Community leaders and residents alike have always grappled with what its city center (its downtown) should be. What is the right mix of businesses? How many offices should be there? Should we become an entertainment district, a foodie haven, a retail corridor?

In Alpena, a 1964 plan that was developed by the city suggested that the Central Business District (downtown) should function as a pedestrian-focused retail center, similar to a shopping mall. Parking would be concentrated on the outskirts, and all non-retail uses should go outside the district. The downtown district as experienced in 1964 was deemed unsightly because of its “lack of uniformity of uses and structures.”

What would our downtown be today if all non-retail uses had been banished?

Cities and downtown districts must be balanced to remain healthy. An ecosystem with a variety of pieces and uses: nonprofits, restaurants, shops, essential services, offices, housing, arts organizations, entertainment, service businesses, parks.

A district with too much of one use becomes a monoculture — not only is it uninteresting for people when they experience it, but it becomes too susceptible to the diseases of changing consumer habits and economic trends. Imagine if our downtown was only shops. Only restaurants. Only offices.

The diversity of our downtown is what makes it strong and vibrant, and the variety of uses allow each to benefit from being in close proximity to each other.

Office tenants frequent restaurants.
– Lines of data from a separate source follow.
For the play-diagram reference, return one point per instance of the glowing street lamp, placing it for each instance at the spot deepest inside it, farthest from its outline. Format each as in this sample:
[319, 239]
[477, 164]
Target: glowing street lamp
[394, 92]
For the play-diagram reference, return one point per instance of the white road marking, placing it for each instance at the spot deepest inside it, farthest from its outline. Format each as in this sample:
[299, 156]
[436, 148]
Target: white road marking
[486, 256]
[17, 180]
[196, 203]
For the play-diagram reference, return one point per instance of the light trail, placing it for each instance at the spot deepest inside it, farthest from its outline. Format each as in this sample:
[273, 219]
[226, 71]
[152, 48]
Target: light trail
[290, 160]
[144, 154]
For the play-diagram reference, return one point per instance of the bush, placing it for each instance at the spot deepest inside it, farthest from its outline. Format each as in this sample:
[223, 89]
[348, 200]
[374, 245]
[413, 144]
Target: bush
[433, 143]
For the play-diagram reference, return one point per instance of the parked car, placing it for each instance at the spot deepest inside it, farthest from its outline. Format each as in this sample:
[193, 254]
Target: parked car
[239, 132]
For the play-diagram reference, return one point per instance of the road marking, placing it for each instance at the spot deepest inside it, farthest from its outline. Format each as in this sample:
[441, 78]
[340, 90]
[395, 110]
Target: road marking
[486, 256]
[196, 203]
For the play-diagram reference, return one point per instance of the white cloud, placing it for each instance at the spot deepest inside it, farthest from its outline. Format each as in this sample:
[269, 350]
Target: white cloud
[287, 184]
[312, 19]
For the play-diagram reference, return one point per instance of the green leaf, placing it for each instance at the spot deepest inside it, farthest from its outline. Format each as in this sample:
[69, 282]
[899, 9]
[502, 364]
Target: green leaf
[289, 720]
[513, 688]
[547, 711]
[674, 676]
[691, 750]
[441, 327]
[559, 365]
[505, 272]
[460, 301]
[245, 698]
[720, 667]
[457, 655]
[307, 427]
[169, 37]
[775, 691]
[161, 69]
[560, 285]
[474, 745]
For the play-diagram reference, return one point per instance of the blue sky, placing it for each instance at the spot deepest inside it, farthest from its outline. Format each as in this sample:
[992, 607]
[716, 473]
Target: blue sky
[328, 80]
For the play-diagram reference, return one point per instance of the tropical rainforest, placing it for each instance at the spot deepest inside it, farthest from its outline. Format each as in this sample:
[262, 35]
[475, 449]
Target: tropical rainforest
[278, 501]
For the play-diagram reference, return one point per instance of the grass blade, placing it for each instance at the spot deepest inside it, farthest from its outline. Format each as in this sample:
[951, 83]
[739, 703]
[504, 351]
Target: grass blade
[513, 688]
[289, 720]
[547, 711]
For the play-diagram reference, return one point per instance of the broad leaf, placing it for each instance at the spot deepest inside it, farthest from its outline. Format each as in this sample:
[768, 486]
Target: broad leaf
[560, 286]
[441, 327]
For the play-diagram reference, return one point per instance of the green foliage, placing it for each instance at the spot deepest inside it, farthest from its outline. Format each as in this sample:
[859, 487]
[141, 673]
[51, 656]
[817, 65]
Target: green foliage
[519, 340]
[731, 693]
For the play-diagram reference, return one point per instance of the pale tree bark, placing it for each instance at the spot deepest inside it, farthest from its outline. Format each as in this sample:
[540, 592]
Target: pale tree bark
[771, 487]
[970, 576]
People going to a salon stop in the neighboring store. Visitors to the library grab a coffee. Some parts of the ecosystem will carry more weight and “anchor” the district, but each contributes to the strength as a whole.

If one piece of the ecosystem closes, others still exist to allow a new one to take its place.

The whole does not die.

It is easy to romanticize the past days of the city, when all services and businesses were consolidated downtown out of necessity. That past isn’t possible or even practical to recreate — but we can learn from it.

As we look to the future of our downtown district, it is essential we keep that balance of uses, not becoming too reliant on one industry or use, identifying where there are gaps, and ensuring the ecosystem as a whole can thrive.